NY Parents Up in Arms about Gifted Test

An article in today's New York Times says that the city's public schools will introduce one standardized testing regime to qualify students for gifted and talented programs in the city. This plan will abolish sibling preference for gifted programs. Mariela Calleja, an Upper West Side resident, has one son in the gifted program at P.S. 9 and had hoped that her younger daughter would join him next year.

"I don't know what I'm left with at this point; I'm crossing my fingers," she said. "What if my daughter scores well enough to get into a gifted and talented program, but not her first choice? Do I then send her to a G and T program at another school, or do I choose to deprive her of the enriched education and send her to the general education program in the same building?"


Granted, it would suck to have to send my kids off to three different schools every day. (Actually, my boys do go to three different schools this year.
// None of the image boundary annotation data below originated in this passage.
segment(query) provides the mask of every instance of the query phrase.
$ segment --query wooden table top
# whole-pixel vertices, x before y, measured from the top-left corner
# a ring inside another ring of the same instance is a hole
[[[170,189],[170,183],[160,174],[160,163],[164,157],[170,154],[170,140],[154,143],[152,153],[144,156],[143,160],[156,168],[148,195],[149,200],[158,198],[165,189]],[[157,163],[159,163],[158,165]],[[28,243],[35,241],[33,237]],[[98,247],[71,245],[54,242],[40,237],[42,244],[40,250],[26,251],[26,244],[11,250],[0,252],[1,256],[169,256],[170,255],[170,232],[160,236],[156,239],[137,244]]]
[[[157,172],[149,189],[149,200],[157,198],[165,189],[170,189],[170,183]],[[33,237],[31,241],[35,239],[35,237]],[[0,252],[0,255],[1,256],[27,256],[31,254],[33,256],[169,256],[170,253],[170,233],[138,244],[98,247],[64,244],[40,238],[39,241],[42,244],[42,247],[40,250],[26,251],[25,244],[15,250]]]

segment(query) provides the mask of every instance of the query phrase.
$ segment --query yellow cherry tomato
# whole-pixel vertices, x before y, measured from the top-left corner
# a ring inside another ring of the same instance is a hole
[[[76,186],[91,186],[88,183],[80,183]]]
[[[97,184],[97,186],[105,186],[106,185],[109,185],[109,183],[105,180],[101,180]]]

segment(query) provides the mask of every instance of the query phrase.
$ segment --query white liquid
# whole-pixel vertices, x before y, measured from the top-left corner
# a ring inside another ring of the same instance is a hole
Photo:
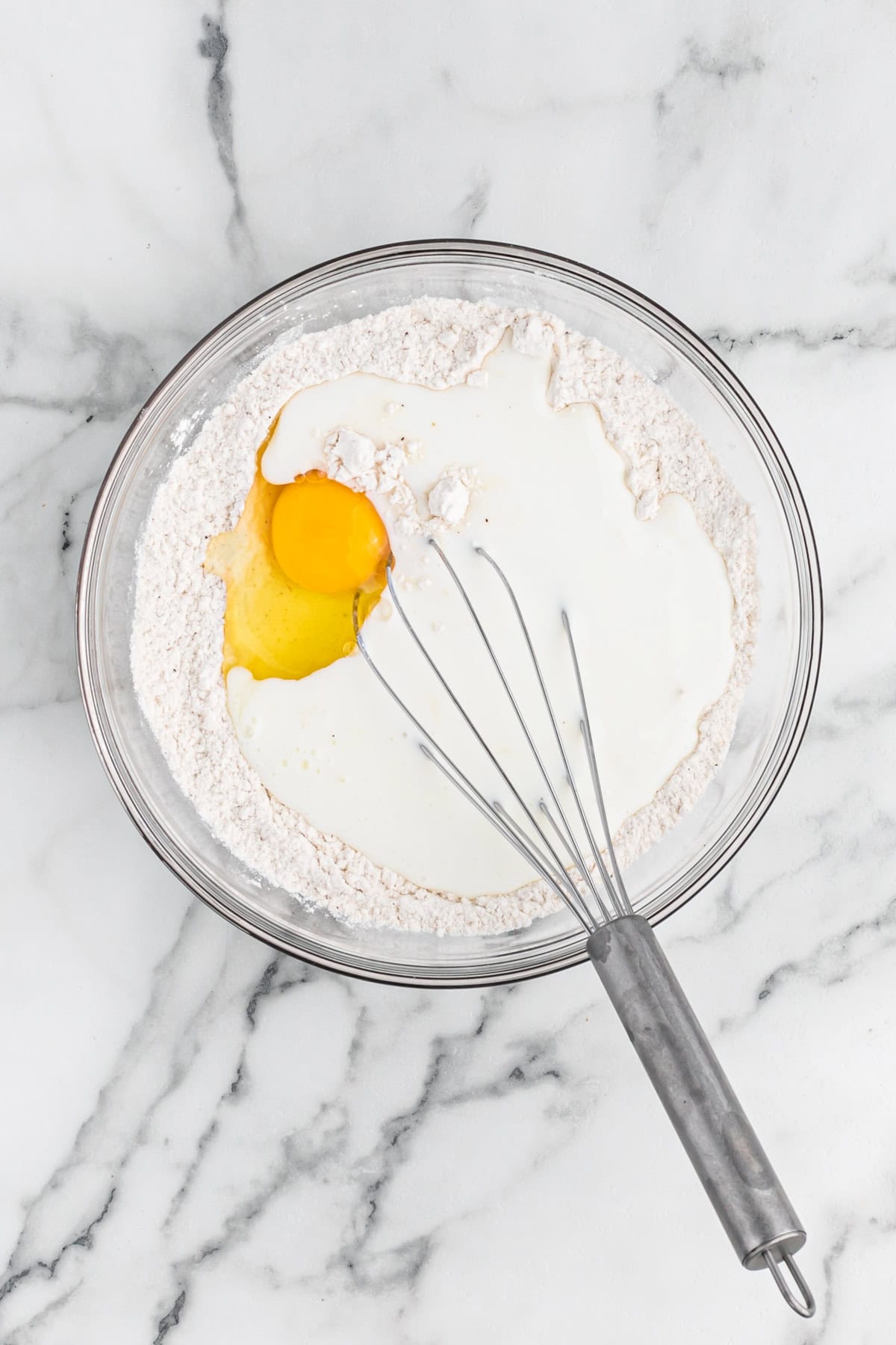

And it does suck.) What bothers me most about this article is not the program it's describing but the assumptions it makes about educating gifted kids.

For example, "Some parents said they feared that the changes could make the lack of socioeconomic diversity at some programs worse, as the top-scoring children, who most likely would have had the benefits of excellent preschool preparation, gravitate toward the two or three choice programs." (Boldface mine)

A gifted child does not need an excellent preschool to be gifted. An excellent preschool can teach numbers, colors, etc. but it can't make you gifted if you're not. The advantage Head Start students have in kindergarten disappears by third grade. Giftedness does not disappear. (Yes, you can hide it, but it does not disappear.)

The issue here is achievement vs. aptitude. Head Start students achieve a lot in their first years, because they are taught the same information through that program that the middle-class white children would be taught in an excellent preschool program or by interested parents. It evens the playing field. That's a good thing. But Head Start does nothing to increase aptitude, how able the learner is to try to understand and apply their knowledge to the world around them. A four-year-old is not going to question how life began on Earth--and insist on getting what they consider to be a reasonable answer--simply because he or she went to preschool. But a gifted child might.

The problem comes in when achievement rather than aptitude is the criteria for admission to the gifted programs. It's much easier to measure achievement than aptitude. When did she talk? How high can he count? What grade level does she read on? Very clear cut. Wolfie's super-challenge math program is based on "achievement and responsibility" according to his teacher, which is why if he gets less than a B+ in the class, he's bumped back down to regular sixth grade math. Which is asinine, but that's a topic for another entry. My point here is that if the tests in NYC are measuring achievement, then the parents' fears will likely come true--the GT programs will become an island of middle-class white kids from excellent preschools. Let's hope the real qualification is aptitude.